Need That Definite Article?

While I was revising my first novel manuscript, my crit partners complained that its descriptive passages did not engage a reader's senses. Here was a typical passage:
Ruth slid the galvanized pail of potato peelings off the table and carried it to the backyard, where half a dozen Plymouth Rocks were scratching for worms. When she dumped the pail in their midst, the chickens cackled with delight and began tearing into the fresh vegetable skins.
My sensory cues were there all right, but their effect was lifeless. For one thing, I leaned heavily on the definite article, the. (In those 48 words I just quoted, the appears 6 times.) So I began noticing what happens when a writer does away with it.

On BBC-TV's series, "The Secret Life of Books," I heard the narrator read several passages from Laurie Lee's coming-of-age novel, Cider with Rosie, which rarely uses the.  I bought a copy from a used book store and found this was his consistent pattern. Here's how he describes the house where he grew up:
Our house, and our life in it, is something of which I still constantly dream, helplessly bidden, night after night, to return to its tranquility and nightmares; to the heavy shadows of its stone-walled rooms creviced between bank and yew trees, to its boarded ceilings and gaping mattresses, its bloodshot geranium windows, its smells of damp pepper and mushroom growths, its chaos and rule of women.
In that 66-word sentence, he uses the definite article...once! Here's how he describes their kitchen:
That kitchen, worn by our boots and lives, was scruffy, warm and low, whose fuss of furniture seemed never the same but was shuffled around each day. A black grate crackled with coal and beech twigs; towels toasted on the guard; the mantel was littered with fine old china, horse brasses and freak potatoes...
In those 53 words, he uses the definite article 3 times (half as often as I would). Instead of employing that colorless, tasteless, odorless modifer, he utilizes words that awaken our senses.

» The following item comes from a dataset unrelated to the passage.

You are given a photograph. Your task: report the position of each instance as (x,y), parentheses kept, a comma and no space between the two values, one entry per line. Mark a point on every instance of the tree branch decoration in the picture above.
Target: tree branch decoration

Strictly speaking, English syntax calls for the definite article on only three occasions:
  • The noun you're modifying is specific. 
  • The noun you're modifying is not new to the reader.
  • The noun you're modifying refers to an entire class.
Look back at my manuscript sample. Using these rules, see if you eliminate at least half of my definite articles. How would you rewrite the passage in a more engaging way without them? If you find yourself overusing the (as I do), ask yourself whether you're just avoiding the use of your imagination.